Tunisie: les plaies « mentales » explosent dans l’ère post-Ben Ali
Hospitalisé dans une clinique de Tunis pour dépression, Ahmed, ancien employé de la famille de Leïla Trabelsi, l’épouse de l’ex-président Ben Ali, dit avoir « craqué » par peur de représailles et sous la pression de proches du Raïs déchu de Carthage.
Ahmed, la cinquantaine, raconte d’une voix à peine audible à l’AFP avoir reçu plusieurs appels téléphoniques de « proches de Leïla », la femme la plus détestée de Tunisie, après la fuite du président déchu et de ses proches en Arabie saoudite.
Ces « proches de Leïla » lui demandaient de faire le nécessaire « pour protéger » une de leurs maisons à Sidi Bou Saïd, une banlieue chic au sud de Tunis.
Puis, se souvient-il, « des prisonniers se sont évadés dans un quartier populaire » près de Tunis.
« J’étais chez moi avec mes filles quand des prisonniers ont encerclé ma maison. J’ai entendu des tirs. J’ai eu tellement peur que j’ai pris mon fusil de chasse, sans munitions, pour leur faire peur ». Ahmed, dit ensuite, avoir passé « quatre nuit blanches de peur qu’ils reviennent » avant de « craquer » et d’être hospitalisé.
En pleine dépression, il a dit avoir encore reçu de nombreux appels de « proches de Ben Ali » alors qu’il était alité, mais il a « refusé de répondre ». « Je dois être fort pour guérir ». Un ami à son chevet lui dit: « Tu te souviens quand je te disais il faut faire attention, ces gens vont nous rendre fous, et voilà le résultat ».
Plus de deux décennies de terreur orchestrées par le régime policier de Ben Ali qui a enchaîné filatures, menaces, emprisonnements, délations et tortures, ont laissé des traces durables sur les Tunisiens, dont une grande partie se dit « broyée psychologiquement ». La chute de Ben Ali a favorisé l’émergence d’ »une multitude de cas de dépressions nerveuses, de troubles psychologiques et de symptômes anxieux », explique à l’AFP un psychiatre tunisien, le Dr Habid Nouredine.
« Nous assistons, dit-il, à l’apparition d’un stress post-traumatique social, il s’agit non seulement de troubles anxieux très importants, mais également des compensations dépressives dans cette période de latence ». « Suivant l’ampleur des symptômes qui peuvent aller d’une simple anxiété à des épisodes délirants ou des phobies, les traitements anti-dépresseurs sont relayés par une psychothérapie », précise-t-il.
« C’était calme la première semaine de ce point de vue après la révolution tunisienne, mais il y a maintenant de plus en plus de cas d’hospitalisation pour des problèmes psychiatriques », dit-il. Ces personnes, selon le médecin, sont hospitalisées dans des cliniques ordinaires faute d’établissements psychiatriques à Tunis.
Selon un autre psychiatre, il y a également « des soins à domicile pour des gens qui ont soutenu Ben Ali et qui se terrent chez eux ».
La chute de Ben Ali « est un grand facteur de stress, d?autant que cet incident était imprévisible, du moins par son ampleur et son timing. Cela exige (. . . ) des stratégies efficaces de gestion du stress », explique un autre psychiatre de Tunis, le Dr Fethi Touzri.

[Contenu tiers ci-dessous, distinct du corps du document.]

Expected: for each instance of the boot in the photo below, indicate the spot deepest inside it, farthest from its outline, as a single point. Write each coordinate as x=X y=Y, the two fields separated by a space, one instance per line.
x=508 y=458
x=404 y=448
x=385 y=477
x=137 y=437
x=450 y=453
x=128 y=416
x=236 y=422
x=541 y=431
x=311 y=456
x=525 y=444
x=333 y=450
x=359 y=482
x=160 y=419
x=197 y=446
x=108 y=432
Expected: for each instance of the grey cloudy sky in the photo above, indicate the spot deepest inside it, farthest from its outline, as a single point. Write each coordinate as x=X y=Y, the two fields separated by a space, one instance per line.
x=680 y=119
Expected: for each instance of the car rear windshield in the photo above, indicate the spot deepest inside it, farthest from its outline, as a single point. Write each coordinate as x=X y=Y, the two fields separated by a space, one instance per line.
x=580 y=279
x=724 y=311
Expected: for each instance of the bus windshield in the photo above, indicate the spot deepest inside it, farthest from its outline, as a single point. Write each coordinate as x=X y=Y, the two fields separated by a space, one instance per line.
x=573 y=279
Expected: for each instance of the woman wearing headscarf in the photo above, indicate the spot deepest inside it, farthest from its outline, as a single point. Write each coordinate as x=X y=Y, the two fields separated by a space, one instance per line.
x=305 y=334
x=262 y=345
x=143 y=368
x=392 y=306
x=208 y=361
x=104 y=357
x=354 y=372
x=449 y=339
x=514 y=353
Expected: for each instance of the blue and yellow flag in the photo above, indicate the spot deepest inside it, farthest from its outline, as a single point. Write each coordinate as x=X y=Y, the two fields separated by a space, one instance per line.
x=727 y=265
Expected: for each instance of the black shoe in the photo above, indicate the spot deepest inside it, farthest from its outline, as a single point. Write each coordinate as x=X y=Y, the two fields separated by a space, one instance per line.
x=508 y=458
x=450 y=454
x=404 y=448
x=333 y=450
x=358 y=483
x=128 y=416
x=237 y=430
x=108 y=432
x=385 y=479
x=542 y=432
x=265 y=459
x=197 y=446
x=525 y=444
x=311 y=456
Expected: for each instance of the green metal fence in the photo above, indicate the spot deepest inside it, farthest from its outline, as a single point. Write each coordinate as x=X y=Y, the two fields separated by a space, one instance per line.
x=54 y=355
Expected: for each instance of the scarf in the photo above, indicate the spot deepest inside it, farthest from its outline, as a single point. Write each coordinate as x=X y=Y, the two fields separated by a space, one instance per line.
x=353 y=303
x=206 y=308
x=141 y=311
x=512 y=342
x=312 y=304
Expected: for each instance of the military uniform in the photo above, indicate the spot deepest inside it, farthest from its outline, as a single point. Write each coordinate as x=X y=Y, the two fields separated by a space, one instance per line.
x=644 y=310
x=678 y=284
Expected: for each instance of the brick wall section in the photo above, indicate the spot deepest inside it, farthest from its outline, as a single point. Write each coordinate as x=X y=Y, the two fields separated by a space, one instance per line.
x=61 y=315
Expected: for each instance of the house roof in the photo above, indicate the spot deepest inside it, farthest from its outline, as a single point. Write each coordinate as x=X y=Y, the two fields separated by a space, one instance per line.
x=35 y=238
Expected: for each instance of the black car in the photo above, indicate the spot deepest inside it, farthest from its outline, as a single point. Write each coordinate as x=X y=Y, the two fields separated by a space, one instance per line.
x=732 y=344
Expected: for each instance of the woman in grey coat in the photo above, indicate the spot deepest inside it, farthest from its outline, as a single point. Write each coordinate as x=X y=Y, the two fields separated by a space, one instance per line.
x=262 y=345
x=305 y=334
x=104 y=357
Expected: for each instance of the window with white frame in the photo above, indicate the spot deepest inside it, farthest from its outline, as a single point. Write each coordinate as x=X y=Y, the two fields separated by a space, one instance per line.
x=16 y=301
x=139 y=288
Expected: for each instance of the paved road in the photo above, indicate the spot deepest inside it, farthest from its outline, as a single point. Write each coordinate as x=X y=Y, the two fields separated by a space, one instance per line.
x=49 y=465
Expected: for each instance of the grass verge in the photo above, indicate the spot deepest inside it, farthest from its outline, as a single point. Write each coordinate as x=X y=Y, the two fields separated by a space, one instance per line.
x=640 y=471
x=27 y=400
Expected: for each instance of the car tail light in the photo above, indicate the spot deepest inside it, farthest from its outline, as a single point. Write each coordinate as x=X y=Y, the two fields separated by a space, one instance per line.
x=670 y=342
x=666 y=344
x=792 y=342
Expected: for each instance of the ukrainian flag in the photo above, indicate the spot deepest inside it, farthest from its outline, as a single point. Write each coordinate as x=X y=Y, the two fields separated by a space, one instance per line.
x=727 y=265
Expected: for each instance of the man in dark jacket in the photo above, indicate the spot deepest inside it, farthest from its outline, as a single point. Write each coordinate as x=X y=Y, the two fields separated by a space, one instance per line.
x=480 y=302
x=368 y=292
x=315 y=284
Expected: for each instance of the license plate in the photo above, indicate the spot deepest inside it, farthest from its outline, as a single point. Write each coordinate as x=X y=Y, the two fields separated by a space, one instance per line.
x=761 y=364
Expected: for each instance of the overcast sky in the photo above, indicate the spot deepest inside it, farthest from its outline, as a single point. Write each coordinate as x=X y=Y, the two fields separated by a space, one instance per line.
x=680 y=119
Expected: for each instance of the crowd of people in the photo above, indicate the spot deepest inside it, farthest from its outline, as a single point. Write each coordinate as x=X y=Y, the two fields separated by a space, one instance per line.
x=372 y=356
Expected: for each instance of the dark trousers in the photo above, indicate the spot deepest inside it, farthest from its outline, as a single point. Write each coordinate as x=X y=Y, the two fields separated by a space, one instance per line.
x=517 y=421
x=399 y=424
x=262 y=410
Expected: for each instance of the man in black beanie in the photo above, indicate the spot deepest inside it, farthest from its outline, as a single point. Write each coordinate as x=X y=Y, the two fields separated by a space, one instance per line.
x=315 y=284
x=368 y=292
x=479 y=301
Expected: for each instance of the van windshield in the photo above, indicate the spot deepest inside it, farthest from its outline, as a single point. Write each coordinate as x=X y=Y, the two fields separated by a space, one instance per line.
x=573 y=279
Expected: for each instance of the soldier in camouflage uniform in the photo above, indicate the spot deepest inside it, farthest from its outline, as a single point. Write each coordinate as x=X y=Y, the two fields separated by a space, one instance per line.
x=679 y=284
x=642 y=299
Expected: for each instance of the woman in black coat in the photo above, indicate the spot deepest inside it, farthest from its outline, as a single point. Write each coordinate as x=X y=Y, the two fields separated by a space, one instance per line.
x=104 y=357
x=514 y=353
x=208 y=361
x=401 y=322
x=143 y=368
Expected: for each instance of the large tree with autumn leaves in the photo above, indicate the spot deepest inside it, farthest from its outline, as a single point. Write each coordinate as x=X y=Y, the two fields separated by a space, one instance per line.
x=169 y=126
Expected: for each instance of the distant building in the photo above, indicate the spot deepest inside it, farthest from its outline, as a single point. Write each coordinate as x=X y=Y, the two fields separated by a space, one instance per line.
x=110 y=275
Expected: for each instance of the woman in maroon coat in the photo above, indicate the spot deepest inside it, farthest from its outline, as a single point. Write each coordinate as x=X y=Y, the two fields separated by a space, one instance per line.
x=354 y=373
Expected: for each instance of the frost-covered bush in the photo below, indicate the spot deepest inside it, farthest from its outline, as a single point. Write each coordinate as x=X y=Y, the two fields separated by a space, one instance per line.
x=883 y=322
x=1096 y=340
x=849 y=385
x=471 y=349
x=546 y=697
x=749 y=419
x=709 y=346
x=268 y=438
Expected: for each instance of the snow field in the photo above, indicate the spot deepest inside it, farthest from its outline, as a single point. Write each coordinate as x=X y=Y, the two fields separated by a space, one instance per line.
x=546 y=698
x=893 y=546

« C?est aussi, selon lui, un moment de grande sollicitation émotionnelle du fait de la sédimentation de 23 ans d?un régime qui n?a pas été amène avec tout le monde. La représentation sociale du régime et de sa chute sont de ce fait de grands bouleversements mentaux ».
Il semble que « les populations qui ont beaucoup souffert ou qui ont subi des abus et des atteintes à leurs droits fondamentaux seront les plus affectées, mais ce qui est déterminant, c?est d?une part la +quantité+ de souffrances mais surtout comment ces souffrances ont été infligées et comment elles ont été perçues ».
Dans les rues de Tunis, qui ont balayé l’ancien régime à coup de manifestations, il n’est pas rare de voir des Tunisiens perdus dans leurs monologues.